ABC trilayer graphene, as Young and his colleagues call their graphene stack, is one of the cleanest and simplest materials they could make. The second and third layers are shifted rather than twisted, each nudged over by an additional half-honeycomb, so carbon atoms below fall in the center of lattices above.
Stacking graphene sheets is hard, with or without twists. Twisted devices are riddled with wrinkles that disrupt the magic angle in different zones, making each apparatus unique. Even when Young and colleagues manufactured their ABC trilayer devices, most attempts snapped back into an alternative stacking pattern. But — unlike the fussy twisted samples — the ones that stayed put were identical down to the last atom. The atoms “lock into place like Legos,” Young said.
Once the team had their first ABC device, they used an adjustable electric field to shuffle electrons between the pristine layers. As they tuned the electron distribution at cryogenic temperatures, they saw that the system behaved much as twisted graphene does, jumping between various types of magnetic behavior, as indicated by shifts in how the device slowed electric current. They posted their results in an April preprint.
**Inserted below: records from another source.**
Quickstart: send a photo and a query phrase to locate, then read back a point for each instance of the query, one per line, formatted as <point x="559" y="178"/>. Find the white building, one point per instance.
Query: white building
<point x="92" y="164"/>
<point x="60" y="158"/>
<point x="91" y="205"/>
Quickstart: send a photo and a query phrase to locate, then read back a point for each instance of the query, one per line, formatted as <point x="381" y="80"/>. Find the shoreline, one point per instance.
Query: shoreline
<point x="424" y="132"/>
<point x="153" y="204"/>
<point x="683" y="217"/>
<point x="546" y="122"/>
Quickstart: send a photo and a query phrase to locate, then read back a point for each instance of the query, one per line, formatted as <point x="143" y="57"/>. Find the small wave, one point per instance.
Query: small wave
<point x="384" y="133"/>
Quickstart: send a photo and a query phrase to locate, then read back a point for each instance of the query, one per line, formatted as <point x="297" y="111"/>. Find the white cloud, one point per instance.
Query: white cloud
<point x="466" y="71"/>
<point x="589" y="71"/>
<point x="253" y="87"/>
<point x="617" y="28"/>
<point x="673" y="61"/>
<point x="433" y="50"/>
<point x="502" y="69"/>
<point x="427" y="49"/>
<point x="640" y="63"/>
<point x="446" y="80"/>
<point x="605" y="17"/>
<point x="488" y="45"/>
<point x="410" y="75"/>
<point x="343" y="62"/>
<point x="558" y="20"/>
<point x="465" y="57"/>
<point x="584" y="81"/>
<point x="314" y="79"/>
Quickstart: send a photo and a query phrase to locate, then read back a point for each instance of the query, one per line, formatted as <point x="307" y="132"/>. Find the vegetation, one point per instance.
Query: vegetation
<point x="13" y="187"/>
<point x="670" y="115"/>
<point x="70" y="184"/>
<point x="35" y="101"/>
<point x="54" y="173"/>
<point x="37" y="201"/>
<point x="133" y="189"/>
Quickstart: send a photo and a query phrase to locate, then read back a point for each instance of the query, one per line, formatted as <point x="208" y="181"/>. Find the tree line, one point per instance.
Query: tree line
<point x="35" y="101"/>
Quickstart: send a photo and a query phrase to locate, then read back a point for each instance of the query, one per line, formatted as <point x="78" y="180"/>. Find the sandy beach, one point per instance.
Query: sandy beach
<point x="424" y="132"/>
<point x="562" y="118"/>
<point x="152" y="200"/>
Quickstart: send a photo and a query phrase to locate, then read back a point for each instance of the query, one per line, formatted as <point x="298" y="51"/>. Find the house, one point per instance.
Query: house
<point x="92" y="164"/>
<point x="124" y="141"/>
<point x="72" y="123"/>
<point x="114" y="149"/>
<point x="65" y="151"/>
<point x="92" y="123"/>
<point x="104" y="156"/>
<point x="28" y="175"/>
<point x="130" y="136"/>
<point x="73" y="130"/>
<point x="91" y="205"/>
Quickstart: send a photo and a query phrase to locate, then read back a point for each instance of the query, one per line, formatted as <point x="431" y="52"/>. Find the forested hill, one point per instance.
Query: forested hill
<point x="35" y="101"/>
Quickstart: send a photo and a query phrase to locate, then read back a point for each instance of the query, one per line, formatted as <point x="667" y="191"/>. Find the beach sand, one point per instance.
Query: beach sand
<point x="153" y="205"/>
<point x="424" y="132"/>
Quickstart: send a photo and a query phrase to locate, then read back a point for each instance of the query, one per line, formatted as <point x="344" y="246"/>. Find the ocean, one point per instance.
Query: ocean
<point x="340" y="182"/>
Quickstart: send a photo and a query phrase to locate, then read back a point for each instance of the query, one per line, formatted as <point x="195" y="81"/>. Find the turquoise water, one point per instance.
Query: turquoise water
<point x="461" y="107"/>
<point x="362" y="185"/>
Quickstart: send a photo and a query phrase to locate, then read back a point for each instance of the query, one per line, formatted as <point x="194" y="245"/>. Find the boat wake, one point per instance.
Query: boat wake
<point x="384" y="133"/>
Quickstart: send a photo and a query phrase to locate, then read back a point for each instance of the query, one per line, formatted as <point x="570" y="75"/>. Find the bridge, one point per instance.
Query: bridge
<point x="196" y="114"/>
When they examined the transitions in more detail, they identified brief flickers of zero electrical resistance — superconductivity — when the material was about one-tenth of a degree above absolute zero.
Although Young and his colleagues have no way to peep at the Cooper pairs of electrons directly, they found behavior that Bardeen, Cooper and Schrieffer would recognize: Moving electrons between the three layers increased the number of possible configurations the electrons could choose from, a quantity known as the system’s “density of states.” At high densities of states, electrons can more easily fraternize among themselves. BCS theory predicts that this electronic liberty aids the formation of Cooper pairs, and that’s what the researchers found: As the density of states rose, the material displayed two blips of superconductivity.
Since the BCS equation appears to hold, ordinary phonons might be responsible for the superconductivity.
“It’s quacking like a duck and walking like a duck,” Das Sarma said. “Phonons are natural to assume.”
Others are less convinced, noting that the evidence supporting phonons in ABC trilayer graphene remains rough. Superconductivity appears to track with the higher density of states, but that doesn’t mean the BCS equation is obeyed in detail, said Mike Zaletel, a condensed matter physicist at the University of California, Berkeley who consulted with Young during the research and helped develop the skyrmion theory of superconductivity.
In Young’s data, Zaletel sees hints of a mildly exotic sort of superconductivity — something like an island with a six-fingered population, rather than people with three heads. He explained that both flashes of superconductivity appeared immediately before the electrons organized into ferromagnetic states, where their spin directions became aligned. As regions of electrons started lining up, these fluctuating pockets of uniformity could have shepherded electrons into Cooper pairs much as phonons do.
Young’s group is already testing whether ferromagnetism is key to the onset of superconductivity in ABC trilayer graphene, or if it’s irrelevant — which would hint at conventional phonons.
Many physicists feel optimistic that Young’s new platform will help them figure out how electrons superconduct in graphene. The idiosyncrasies of each twisted graphene device made it impossible for even an individual lab to identically replicate its own results. ABC trilayer graphene, with its perfect layout, overcomes that challenge.
“Materials are complicated, and they have a way of lying to us,” said Steven Kivelson, a theoretical physicist at Stanford University. “What’s exciting about this development” is that it promises reproducible materials, “so that everybody can get the same answer.”
Since ABC graphene can become a superconductor and various types of magnet, all without twists or other obvious tricks, it also suggests that a much wider range of fairly ordinary materials might hold overlooked magic. This material versatility “may be hiding in plain sight much more ubiquitously than we thought,” Young said.